In place GEMM

My LHS is huge and needs to be constructed by parts/sub-matrix. e.g.,

lhs = [ b11 b12
      b21 b22]

Is there a way to specify the results into a sub-matrix, e.g., b22, to save memory? I believe gemm in Julia is also based on blas, which can specify this, though painful.

Have you tried just creating a view of b22 (e.g. b22 = @view lhs[i2:end, j2:end]) and then doing an in-place operation (mul! or ldiv!) on that?

1 Like

Unless I’m missing something or misunderstanding, I don’t think this works. For example:

A = rand(8,8)
a22 = view(A, 4:8,4:8)
mul!(a22, 10*randn(5,5), a22)

errors. This is expected, as the docstring for mul! says

mul!(Y, A, B) -> Y

  Calculates the matrix-matrix or matrix-vector product AB and stores the result in Y, overwriting the existing value of Y. Note that Y must not be aliased with either A or B.

To do in-place, overwriting matrix multiplication you need to use rmul! or lmul!. Unfortunately those functions don’t seems to work with sub-arrays:

julia> rmul!(a22,4*randn(5,5))
ERROR: MethodError: no method matching rmul!(::SubArray{Float64,2,Array{Float64,2},Tuple{UnitRange{Int64},UnitRange{Int64}},false}, ::Array{Float64,2})
Closest candidates are:
  rmul!(::AbstractArray, ::Number) at /buildworker/worker/package_linux64/build/usr/share/julia/stdlib/v1.5/LinearAlgebra/src/generic.jl:161
  rmul!(::StridedArray{T, 2}, ::LowerTriangular{T,var"#s817"} where var"#s817"<:(StridedArray{T, 2} where T)) where T<:Union{Complex{Float32}, Complex{Float64}, Float32, Float64} at /buildworker/worker/package_linux64/build/usr/share/julia/stdlib/v1.5/LinearAlgebra/src/triangular.jl:749
  rmul!(::StridedArray{T, 2}, ::Transpose{var"#s807",var"#s806"} where var"#s806"<:(LowerTriangular{T,var"#s805"} where var"#s805"<:(StridedArray{T, 2} where T)) where var"#s807") where T<:Union{Complex{Float32}, Complex{Float64}, Float32, Float64} at /buildworker/worker/package_linux64/build/usr/share/julia/stdlib/v1.5/LinearAlgebra/src/triangular.jl:759

Is there a reason why this shouldn’t work for subarrays?

t = zeros(1010, 1010)
v = rand(1000, 1000)
c = view(t, 11:1010, 11:1010)
@btime BLAS.gemm!('T', 'N', 1., v, v, 1., c)  # 6.135 ms (0 allocations: 0 bytes)

@btime v'v # 5.226 ms (3 allocations: 7.63 MiB)
1 Like

Ocatavian.matmul! is even better.
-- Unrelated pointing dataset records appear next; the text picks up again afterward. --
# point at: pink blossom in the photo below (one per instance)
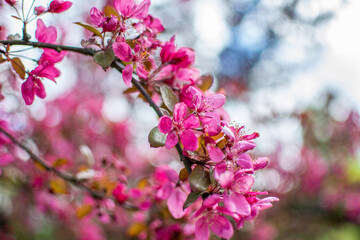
(11, 2)
(180, 126)
(45, 34)
(123, 51)
(119, 193)
(33, 85)
(39, 10)
(58, 6)
(108, 24)
(153, 24)
(211, 217)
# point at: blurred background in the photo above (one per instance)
(290, 70)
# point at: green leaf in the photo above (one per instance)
(18, 67)
(104, 58)
(156, 138)
(206, 82)
(192, 197)
(90, 28)
(199, 179)
(109, 10)
(168, 97)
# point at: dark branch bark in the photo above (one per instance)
(67, 177)
(116, 64)
(84, 51)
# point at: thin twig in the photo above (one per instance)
(116, 64)
(84, 51)
(49, 168)
(67, 177)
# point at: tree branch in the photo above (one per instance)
(84, 51)
(116, 64)
(67, 177)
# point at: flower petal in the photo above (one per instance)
(39, 88)
(221, 226)
(171, 140)
(122, 51)
(215, 153)
(189, 140)
(127, 75)
(179, 112)
(191, 121)
(202, 229)
(27, 90)
(165, 124)
(141, 71)
(175, 203)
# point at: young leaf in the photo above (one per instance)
(104, 58)
(199, 179)
(109, 10)
(90, 28)
(18, 67)
(156, 138)
(191, 199)
(168, 97)
(206, 82)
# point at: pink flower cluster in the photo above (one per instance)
(45, 69)
(195, 120)
(218, 189)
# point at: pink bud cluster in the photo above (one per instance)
(218, 189)
(197, 122)
(45, 69)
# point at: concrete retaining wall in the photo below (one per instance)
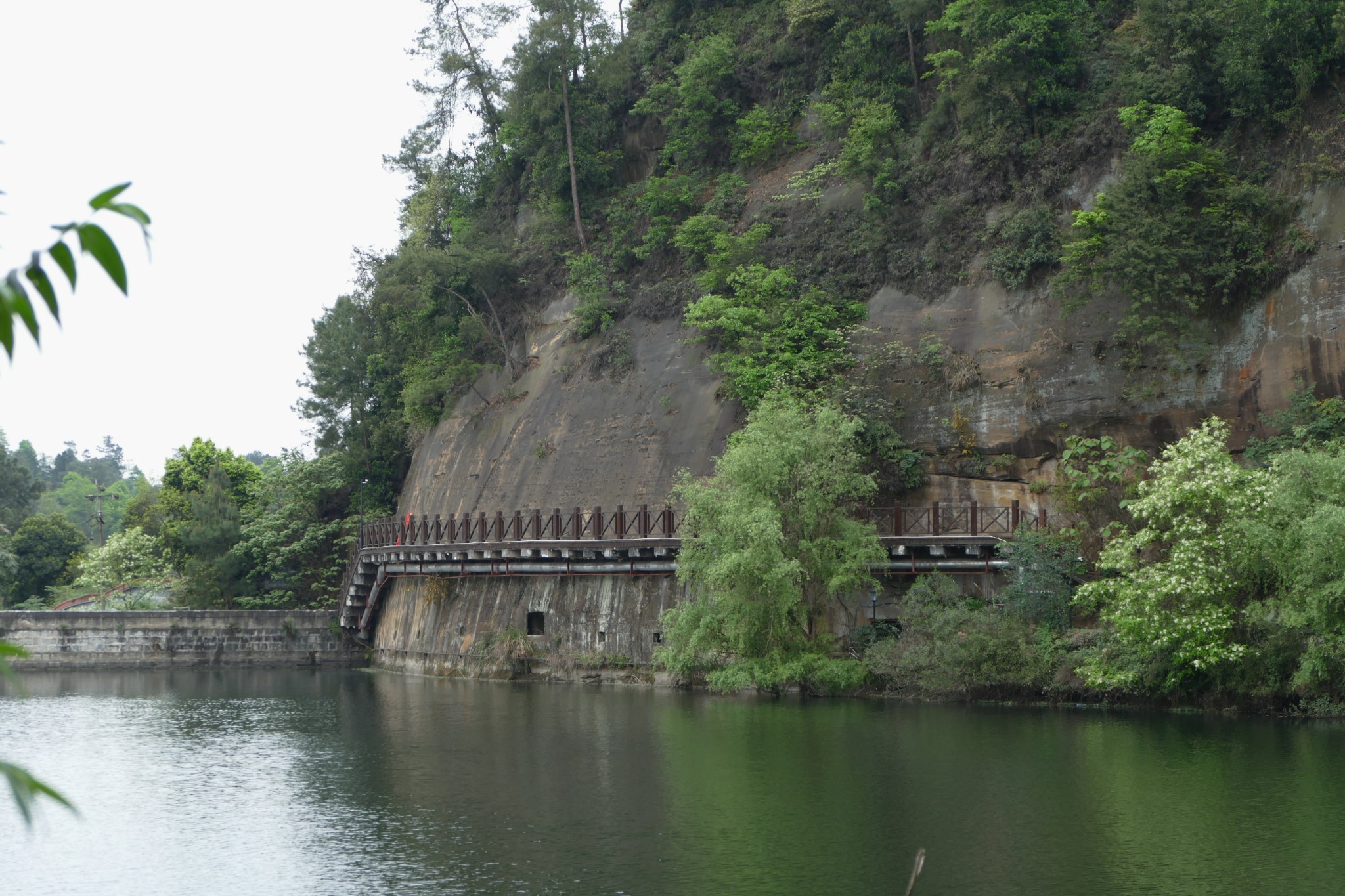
(179, 639)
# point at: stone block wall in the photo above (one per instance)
(179, 639)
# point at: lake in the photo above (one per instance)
(240, 782)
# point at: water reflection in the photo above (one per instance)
(350, 782)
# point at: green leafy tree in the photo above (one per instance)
(191, 467)
(131, 557)
(697, 105)
(766, 542)
(954, 647)
(1297, 558)
(1305, 423)
(19, 488)
(43, 548)
(72, 500)
(294, 539)
(774, 333)
(15, 303)
(1176, 586)
(1015, 62)
(1044, 567)
(1180, 236)
(211, 572)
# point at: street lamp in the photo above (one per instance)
(362, 484)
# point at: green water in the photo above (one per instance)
(349, 782)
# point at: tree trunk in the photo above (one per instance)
(915, 70)
(490, 114)
(569, 151)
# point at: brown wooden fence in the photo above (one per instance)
(935, 521)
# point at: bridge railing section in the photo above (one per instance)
(939, 521)
(525, 526)
(576, 524)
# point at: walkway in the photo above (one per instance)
(939, 538)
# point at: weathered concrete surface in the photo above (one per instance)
(1028, 377)
(179, 639)
(436, 625)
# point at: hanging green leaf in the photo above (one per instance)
(95, 241)
(104, 199)
(19, 303)
(6, 320)
(66, 263)
(42, 284)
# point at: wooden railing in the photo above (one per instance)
(533, 526)
(903, 522)
(939, 521)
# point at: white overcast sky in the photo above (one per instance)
(254, 133)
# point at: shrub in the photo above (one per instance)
(1179, 236)
(598, 296)
(771, 333)
(1025, 242)
(767, 542)
(762, 136)
(954, 647)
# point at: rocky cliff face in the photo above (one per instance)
(606, 427)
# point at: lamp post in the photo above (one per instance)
(362, 484)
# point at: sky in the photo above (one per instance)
(254, 135)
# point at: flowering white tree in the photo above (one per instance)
(1174, 586)
(131, 555)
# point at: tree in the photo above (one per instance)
(1180, 234)
(19, 488)
(43, 548)
(211, 570)
(556, 32)
(15, 301)
(1015, 62)
(1176, 586)
(774, 333)
(454, 42)
(16, 304)
(128, 558)
(191, 467)
(294, 539)
(72, 500)
(766, 542)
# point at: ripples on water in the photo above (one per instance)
(240, 782)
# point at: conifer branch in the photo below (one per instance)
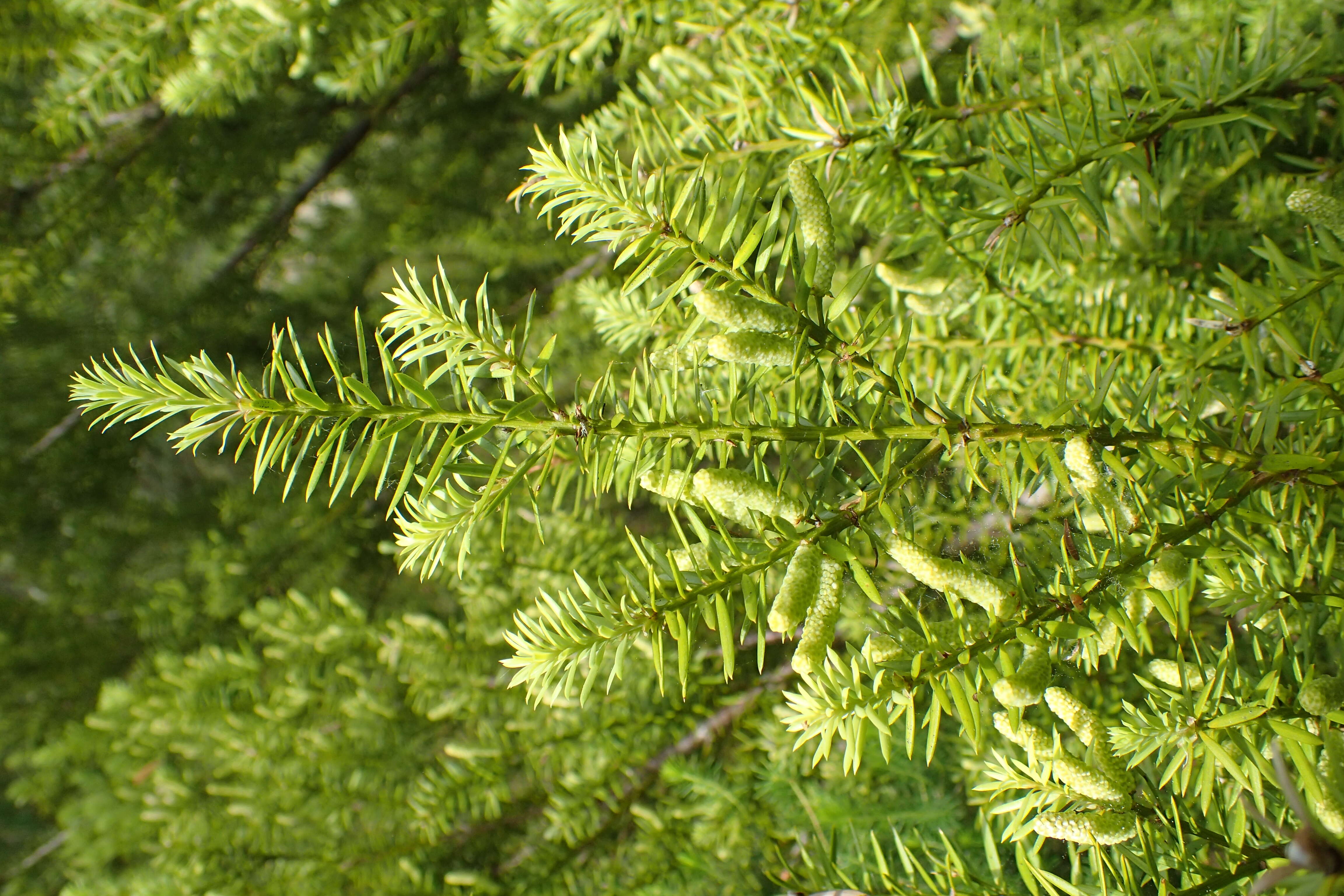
(337, 156)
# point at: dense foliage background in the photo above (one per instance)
(211, 690)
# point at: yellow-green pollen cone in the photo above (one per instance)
(1088, 781)
(1168, 571)
(749, 347)
(733, 494)
(1330, 771)
(1168, 672)
(815, 223)
(1027, 686)
(1085, 723)
(742, 314)
(1027, 737)
(820, 628)
(1322, 695)
(1091, 482)
(675, 485)
(998, 598)
(1102, 828)
(800, 587)
(1319, 209)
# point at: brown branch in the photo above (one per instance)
(339, 152)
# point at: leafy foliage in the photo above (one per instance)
(1014, 381)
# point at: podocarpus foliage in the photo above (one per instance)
(1031, 373)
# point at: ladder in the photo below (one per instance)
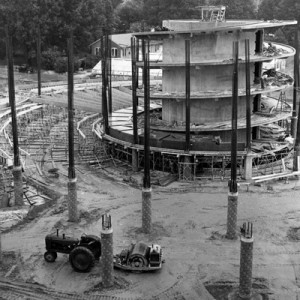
(212, 13)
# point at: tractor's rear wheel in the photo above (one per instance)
(82, 259)
(50, 256)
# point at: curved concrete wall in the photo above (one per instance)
(210, 79)
(207, 46)
(202, 111)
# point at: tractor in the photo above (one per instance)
(82, 252)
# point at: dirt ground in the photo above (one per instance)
(189, 221)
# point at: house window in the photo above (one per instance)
(114, 52)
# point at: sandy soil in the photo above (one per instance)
(189, 221)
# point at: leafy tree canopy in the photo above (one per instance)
(87, 18)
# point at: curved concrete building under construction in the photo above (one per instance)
(191, 108)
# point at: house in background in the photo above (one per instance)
(121, 46)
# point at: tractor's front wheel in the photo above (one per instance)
(50, 256)
(82, 259)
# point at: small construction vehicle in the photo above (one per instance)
(139, 257)
(82, 252)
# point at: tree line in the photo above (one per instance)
(89, 19)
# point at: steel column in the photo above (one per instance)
(17, 169)
(104, 84)
(296, 85)
(72, 190)
(146, 191)
(134, 87)
(248, 96)
(233, 194)
(187, 95)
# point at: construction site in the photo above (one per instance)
(185, 117)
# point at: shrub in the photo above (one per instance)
(61, 64)
(89, 61)
(49, 58)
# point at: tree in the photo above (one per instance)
(88, 18)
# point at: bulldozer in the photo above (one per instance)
(82, 252)
(139, 257)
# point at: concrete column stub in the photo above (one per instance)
(232, 216)
(146, 210)
(18, 186)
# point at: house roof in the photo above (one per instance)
(120, 39)
(123, 40)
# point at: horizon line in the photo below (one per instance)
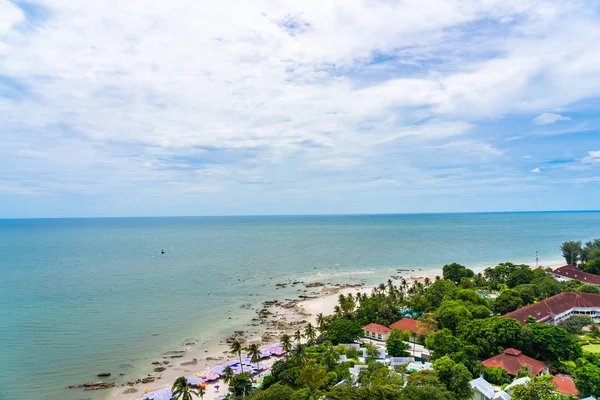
(309, 215)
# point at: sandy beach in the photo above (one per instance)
(277, 318)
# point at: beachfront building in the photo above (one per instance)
(571, 272)
(565, 385)
(512, 360)
(560, 307)
(411, 325)
(483, 390)
(376, 332)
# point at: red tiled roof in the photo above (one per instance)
(377, 329)
(565, 385)
(511, 360)
(408, 324)
(546, 309)
(572, 272)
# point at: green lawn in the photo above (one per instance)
(591, 348)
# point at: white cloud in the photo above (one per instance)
(191, 96)
(549, 118)
(593, 157)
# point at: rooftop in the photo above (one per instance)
(377, 328)
(546, 309)
(565, 385)
(572, 272)
(512, 360)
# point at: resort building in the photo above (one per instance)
(411, 325)
(560, 307)
(565, 385)
(376, 331)
(483, 390)
(512, 360)
(569, 272)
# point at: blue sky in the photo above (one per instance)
(137, 108)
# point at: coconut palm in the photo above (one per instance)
(320, 322)
(236, 348)
(309, 333)
(286, 343)
(183, 391)
(254, 354)
(297, 337)
(227, 374)
(330, 356)
(298, 355)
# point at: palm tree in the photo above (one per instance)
(286, 343)
(254, 354)
(183, 391)
(330, 356)
(298, 355)
(297, 337)
(320, 321)
(309, 333)
(236, 348)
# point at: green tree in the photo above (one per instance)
(183, 391)
(491, 335)
(452, 313)
(286, 343)
(235, 348)
(587, 380)
(310, 334)
(425, 385)
(521, 275)
(240, 385)
(395, 346)
(496, 376)
(455, 272)
(529, 293)
(589, 289)
(549, 343)
(313, 377)
(571, 252)
(275, 392)
(330, 356)
(509, 300)
(442, 343)
(538, 388)
(456, 377)
(575, 323)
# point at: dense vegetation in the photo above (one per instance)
(462, 313)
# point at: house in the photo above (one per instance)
(376, 331)
(483, 390)
(521, 381)
(512, 360)
(411, 325)
(560, 307)
(418, 367)
(565, 385)
(568, 272)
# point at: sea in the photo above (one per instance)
(83, 296)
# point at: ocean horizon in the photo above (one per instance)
(79, 296)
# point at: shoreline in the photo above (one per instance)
(274, 318)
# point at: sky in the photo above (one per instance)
(180, 107)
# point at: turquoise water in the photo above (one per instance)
(81, 296)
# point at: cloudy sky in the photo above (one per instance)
(181, 107)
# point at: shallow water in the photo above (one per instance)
(82, 296)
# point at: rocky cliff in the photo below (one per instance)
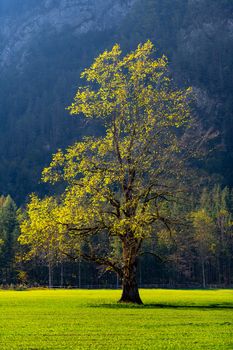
(20, 25)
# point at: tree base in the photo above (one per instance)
(130, 295)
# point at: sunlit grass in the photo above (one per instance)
(73, 319)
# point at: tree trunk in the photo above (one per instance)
(50, 275)
(203, 273)
(130, 292)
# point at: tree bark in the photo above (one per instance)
(130, 292)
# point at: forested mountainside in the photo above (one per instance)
(44, 45)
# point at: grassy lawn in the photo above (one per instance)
(72, 319)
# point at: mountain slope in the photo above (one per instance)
(45, 45)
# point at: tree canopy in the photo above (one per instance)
(118, 186)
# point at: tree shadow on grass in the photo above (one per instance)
(163, 306)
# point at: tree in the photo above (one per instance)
(204, 237)
(9, 231)
(39, 232)
(117, 185)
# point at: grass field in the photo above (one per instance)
(72, 319)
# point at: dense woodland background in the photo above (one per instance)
(39, 81)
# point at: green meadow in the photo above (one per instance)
(87, 319)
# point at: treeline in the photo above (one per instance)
(195, 35)
(196, 251)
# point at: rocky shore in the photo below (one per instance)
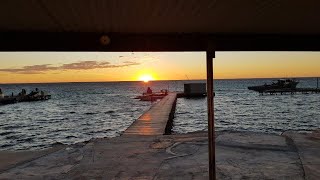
(239, 155)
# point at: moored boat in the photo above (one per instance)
(281, 84)
(153, 96)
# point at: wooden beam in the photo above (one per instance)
(63, 41)
(211, 129)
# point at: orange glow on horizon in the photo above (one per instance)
(146, 78)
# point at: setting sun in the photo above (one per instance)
(146, 78)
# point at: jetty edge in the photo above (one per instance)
(157, 120)
(240, 155)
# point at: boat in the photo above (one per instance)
(280, 84)
(24, 97)
(153, 96)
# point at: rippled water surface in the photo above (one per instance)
(80, 111)
(238, 109)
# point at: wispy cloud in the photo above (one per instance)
(82, 65)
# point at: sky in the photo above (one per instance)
(43, 67)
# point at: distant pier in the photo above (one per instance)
(291, 91)
(157, 120)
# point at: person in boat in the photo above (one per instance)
(1, 94)
(149, 90)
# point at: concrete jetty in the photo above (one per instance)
(144, 152)
(157, 120)
(240, 155)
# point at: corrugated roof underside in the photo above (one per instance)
(161, 16)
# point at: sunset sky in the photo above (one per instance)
(28, 67)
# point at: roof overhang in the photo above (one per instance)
(23, 41)
(159, 25)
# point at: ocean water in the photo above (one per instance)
(79, 112)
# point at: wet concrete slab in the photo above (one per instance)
(239, 155)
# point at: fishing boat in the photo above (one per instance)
(280, 84)
(24, 97)
(153, 96)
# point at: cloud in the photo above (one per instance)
(82, 65)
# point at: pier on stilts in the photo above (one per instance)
(157, 120)
(291, 91)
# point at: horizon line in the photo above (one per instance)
(162, 80)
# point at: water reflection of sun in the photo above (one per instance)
(146, 78)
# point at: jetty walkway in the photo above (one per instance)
(157, 120)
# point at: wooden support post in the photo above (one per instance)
(211, 131)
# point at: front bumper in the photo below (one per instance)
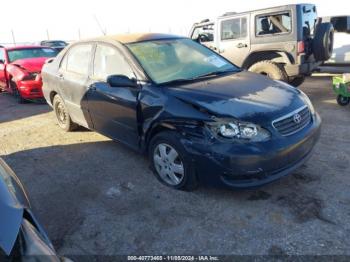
(31, 89)
(244, 165)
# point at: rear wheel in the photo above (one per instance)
(63, 118)
(323, 42)
(343, 100)
(170, 162)
(16, 92)
(271, 69)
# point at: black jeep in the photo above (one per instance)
(286, 43)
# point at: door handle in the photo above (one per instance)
(241, 45)
(60, 76)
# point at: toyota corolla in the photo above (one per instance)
(200, 118)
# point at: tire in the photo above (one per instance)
(323, 42)
(271, 69)
(297, 81)
(16, 93)
(63, 118)
(342, 100)
(173, 157)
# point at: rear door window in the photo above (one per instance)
(235, 28)
(270, 24)
(77, 60)
(109, 61)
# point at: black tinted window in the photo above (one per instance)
(109, 61)
(77, 60)
(270, 24)
(234, 28)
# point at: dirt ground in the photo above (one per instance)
(95, 196)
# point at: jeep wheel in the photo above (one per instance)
(343, 100)
(270, 69)
(297, 81)
(323, 42)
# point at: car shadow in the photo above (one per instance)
(11, 110)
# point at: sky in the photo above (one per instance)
(36, 20)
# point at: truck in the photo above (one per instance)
(286, 43)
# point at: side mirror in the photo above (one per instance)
(121, 81)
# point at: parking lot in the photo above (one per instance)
(95, 196)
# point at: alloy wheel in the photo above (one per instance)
(168, 164)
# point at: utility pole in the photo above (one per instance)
(103, 31)
(13, 37)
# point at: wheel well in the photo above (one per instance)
(275, 56)
(52, 95)
(156, 130)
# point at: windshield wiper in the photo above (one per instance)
(217, 73)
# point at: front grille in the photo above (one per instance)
(291, 123)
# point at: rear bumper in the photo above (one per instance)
(246, 165)
(30, 89)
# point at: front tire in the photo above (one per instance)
(63, 118)
(342, 100)
(271, 69)
(170, 163)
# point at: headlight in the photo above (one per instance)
(308, 102)
(238, 130)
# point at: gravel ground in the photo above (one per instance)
(95, 196)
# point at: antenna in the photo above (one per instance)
(103, 31)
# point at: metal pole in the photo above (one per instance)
(13, 37)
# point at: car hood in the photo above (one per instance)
(13, 201)
(244, 95)
(31, 64)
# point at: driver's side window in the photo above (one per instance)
(109, 61)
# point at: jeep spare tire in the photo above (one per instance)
(323, 42)
(271, 69)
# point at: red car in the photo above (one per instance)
(20, 70)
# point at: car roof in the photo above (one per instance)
(136, 37)
(18, 47)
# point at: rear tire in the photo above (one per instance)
(297, 81)
(16, 93)
(271, 69)
(323, 42)
(342, 100)
(63, 118)
(170, 162)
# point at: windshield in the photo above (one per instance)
(178, 59)
(54, 43)
(30, 53)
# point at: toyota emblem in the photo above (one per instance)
(297, 118)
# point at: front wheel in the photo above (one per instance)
(343, 100)
(63, 118)
(170, 162)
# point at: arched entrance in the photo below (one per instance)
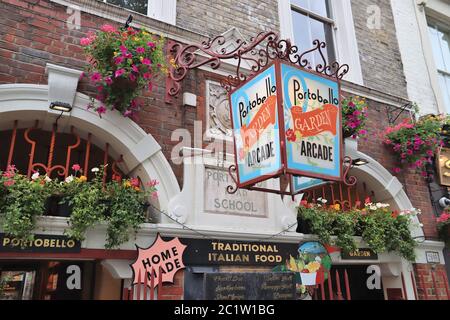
(24, 105)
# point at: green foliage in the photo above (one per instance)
(120, 204)
(414, 143)
(382, 229)
(123, 63)
(21, 201)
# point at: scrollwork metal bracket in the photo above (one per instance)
(258, 53)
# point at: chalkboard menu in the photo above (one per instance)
(249, 286)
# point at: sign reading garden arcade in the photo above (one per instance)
(287, 120)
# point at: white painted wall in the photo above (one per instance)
(410, 24)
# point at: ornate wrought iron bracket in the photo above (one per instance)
(257, 53)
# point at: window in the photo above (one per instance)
(312, 19)
(163, 10)
(440, 45)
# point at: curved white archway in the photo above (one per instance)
(142, 154)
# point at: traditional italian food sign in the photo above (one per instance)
(43, 243)
(255, 121)
(227, 252)
(312, 124)
(166, 256)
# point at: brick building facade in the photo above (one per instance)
(34, 34)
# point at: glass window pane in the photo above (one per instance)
(444, 40)
(317, 6)
(436, 47)
(300, 25)
(320, 7)
(444, 81)
(135, 5)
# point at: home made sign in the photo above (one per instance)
(287, 120)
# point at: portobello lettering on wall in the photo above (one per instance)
(254, 114)
(312, 124)
(44, 243)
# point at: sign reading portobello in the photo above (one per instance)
(287, 120)
(223, 252)
(312, 124)
(249, 286)
(44, 243)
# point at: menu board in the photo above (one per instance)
(249, 286)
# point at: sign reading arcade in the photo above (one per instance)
(287, 120)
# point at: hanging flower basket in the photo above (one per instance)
(122, 63)
(354, 115)
(414, 143)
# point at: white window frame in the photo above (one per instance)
(434, 10)
(344, 36)
(431, 22)
(162, 10)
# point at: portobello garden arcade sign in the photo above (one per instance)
(286, 120)
(285, 113)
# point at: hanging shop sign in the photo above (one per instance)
(43, 243)
(301, 184)
(443, 166)
(249, 286)
(223, 252)
(311, 265)
(360, 254)
(312, 124)
(287, 120)
(255, 121)
(163, 258)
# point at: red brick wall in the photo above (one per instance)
(174, 291)
(33, 33)
(424, 281)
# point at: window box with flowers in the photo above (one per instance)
(414, 143)
(121, 204)
(443, 226)
(122, 63)
(382, 229)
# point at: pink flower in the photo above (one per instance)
(123, 49)
(101, 110)
(85, 41)
(118, 60)
(119, 72)
(8, 183)
(96, 77)
(134, 182)
(108, 28)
Which

  • is faster
  • allows mixed precision

The error message is informative here:

julia> mul!(a22, 10*randn(5,5), a22)
ERROR: ArgumentError: output matrix must not be aliased with input matrix

mul! can’t write into the same array it’s reading, as this would over-write data it still needs to read. This is true for any rectangular arrays, whether or not they are views.

And these only work in cases where it is possible to work out the output and over-write the input sequentially, such as various structured matrices. They don’t mind views though:

julia> lmul!(Diagonal([0,100]), view(rand(4,4), 1:2, 3:4))
2×2 view(::Array{Float64,2}, 1:2, 3:4) with eltype Float64:
  0.0      0.0
 71.1938  90.2883

julia> lmul!(UpperTriangular(rand(2,2)), view(rand(4,4), 1:2, 3:4))
2×2 view(::Array{Float64,2}, 1:2, 3:4) with eltype Float64:
 0.0627902  0.525721
 0.0012771  0.494267

Thanks @mcabbott, that helped clarify things.

For some reason I was thinking BLAS had an overwriting version of GEMM for dense matrices. At least in a naive matrix multiplication algorithm it’s possible to do this by allocating a temporary array that can hold a single row or column of the output. I’m not sure why I thought standard BLAS implementations had such a routine. As far as I can tell they do not, and upon reflection it seems like this would only be useful in rare circumstances.